Red Lines
At the outset of Putin’s invasion of Ukraine, he warned the west against intervention, lest it meet “consequences greater than any you have faced in history”. Since then, Russia has shown no compunction in shelling the cities it attacks, possibly recklessly, possibly missing military targets; most likely targeting indiscriminately to demoralise defenders. Russia is also accused of shelling the humanitarian corridors it promotes so energetically; of firing on protesters in the occupied city of Kherson; and of deporting civilians to Russia. Whatever the details, ten million Ukrainians - just under one quarter - have been displaced.

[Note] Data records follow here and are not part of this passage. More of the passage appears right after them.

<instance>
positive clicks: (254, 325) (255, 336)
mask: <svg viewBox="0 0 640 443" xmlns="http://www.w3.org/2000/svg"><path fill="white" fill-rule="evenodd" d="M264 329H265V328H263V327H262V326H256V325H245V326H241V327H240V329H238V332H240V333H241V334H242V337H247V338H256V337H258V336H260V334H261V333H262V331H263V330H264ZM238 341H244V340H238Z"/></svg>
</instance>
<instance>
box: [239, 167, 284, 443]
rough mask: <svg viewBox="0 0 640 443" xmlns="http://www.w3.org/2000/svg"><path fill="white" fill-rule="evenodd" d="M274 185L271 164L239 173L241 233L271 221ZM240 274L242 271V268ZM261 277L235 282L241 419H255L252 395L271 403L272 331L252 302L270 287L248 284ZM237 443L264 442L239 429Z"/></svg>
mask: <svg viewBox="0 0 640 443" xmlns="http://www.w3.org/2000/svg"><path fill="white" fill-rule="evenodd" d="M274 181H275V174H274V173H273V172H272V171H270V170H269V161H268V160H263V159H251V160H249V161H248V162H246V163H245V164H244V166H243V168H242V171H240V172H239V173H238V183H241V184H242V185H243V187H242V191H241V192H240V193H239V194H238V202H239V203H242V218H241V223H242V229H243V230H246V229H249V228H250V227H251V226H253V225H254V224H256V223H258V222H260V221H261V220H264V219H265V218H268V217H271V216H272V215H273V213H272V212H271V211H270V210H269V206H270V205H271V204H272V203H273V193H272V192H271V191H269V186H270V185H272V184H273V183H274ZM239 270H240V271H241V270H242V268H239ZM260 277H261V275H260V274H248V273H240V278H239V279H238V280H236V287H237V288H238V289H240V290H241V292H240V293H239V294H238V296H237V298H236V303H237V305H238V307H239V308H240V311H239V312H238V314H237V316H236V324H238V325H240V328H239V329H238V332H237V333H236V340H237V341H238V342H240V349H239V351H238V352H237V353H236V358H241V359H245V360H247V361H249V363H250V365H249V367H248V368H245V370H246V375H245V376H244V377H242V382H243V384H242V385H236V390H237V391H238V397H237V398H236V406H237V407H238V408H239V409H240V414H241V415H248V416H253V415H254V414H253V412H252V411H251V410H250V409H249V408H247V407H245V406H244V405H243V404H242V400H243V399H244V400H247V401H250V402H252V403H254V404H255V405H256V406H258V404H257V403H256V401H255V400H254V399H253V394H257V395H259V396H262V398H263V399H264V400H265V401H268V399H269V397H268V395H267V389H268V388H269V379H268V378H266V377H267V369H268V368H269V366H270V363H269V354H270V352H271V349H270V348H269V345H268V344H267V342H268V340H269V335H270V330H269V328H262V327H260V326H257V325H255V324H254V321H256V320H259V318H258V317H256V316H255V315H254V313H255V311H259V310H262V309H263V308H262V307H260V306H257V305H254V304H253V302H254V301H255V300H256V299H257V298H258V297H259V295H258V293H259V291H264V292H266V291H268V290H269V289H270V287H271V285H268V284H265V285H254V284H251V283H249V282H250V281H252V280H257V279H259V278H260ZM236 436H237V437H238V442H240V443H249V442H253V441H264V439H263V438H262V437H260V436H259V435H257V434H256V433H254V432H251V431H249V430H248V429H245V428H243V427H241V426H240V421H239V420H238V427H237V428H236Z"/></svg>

When Herman Kahn wrote On Escalation in 1965, he noted the parallel of the fifties game of “chicken”, in which American teenagers drove their souped-up bangers at each other, to see who would swerve first. He noted that one winning strategy is ostentatiously to throw away the steering wheel, to convey that swerving is off the cards. Is this what Putin is doing? If so, how should NATO respond? Any answer is complicated by NATO’s own game of chicken: “strategic ambiguity”, intended to leave first the Soviet Union and now Russia uncertain about where the West’s red lines lie and what happens if they are crossed.
It is arguable that the present pass calls rather for a programme of deliberate and proportionate responses, well telegraphed to the other side. There are two elements to such a programme. One is to establish the threshold for action - those famous red lines. These may be territorial, attacks on the territory of a NATO member; or they may be escalation on the battlefield, that is using the chemical, biological or nuclear “weapons of mass destruction”. Complications arise out of stealth - there is evidence that in October 2014, the Russians attacked NATO facilities in the Czech Republic with deniable special forces; ambiguity - both sides have low-yield tactical nuclear weapons; and bad politics - the West funked it when Russia and Syria used chemical weapons in 2013. This may be a reason for some of that “strategic ambiguity”.
Then we turn to military responses. The West is well-informed and well-armed, so has ample options. The proportionate course is to limit retaliation to the military units violating the threshold and their associated logistics and command systems. For example, a drone strike on NATO territory may be held to justify destroying the launch-pads themselves, together with their associated radar and HQ set-ups. This is complicated, if (to take this example further) drones are launched from aircraft, warships or remote locations. Further complications arise out of the use of weapons of mass destruction, where the West is well enough armed to have the choice of not responding in kind.
These are serious matters, to be treated accordingly. How else to walk the narrow tightrope of deterring our antagonist by keeping retaliation on the agenda, without going straight to Kahn’s terrifying climax, “insensate or spasm nuclear exchanges”?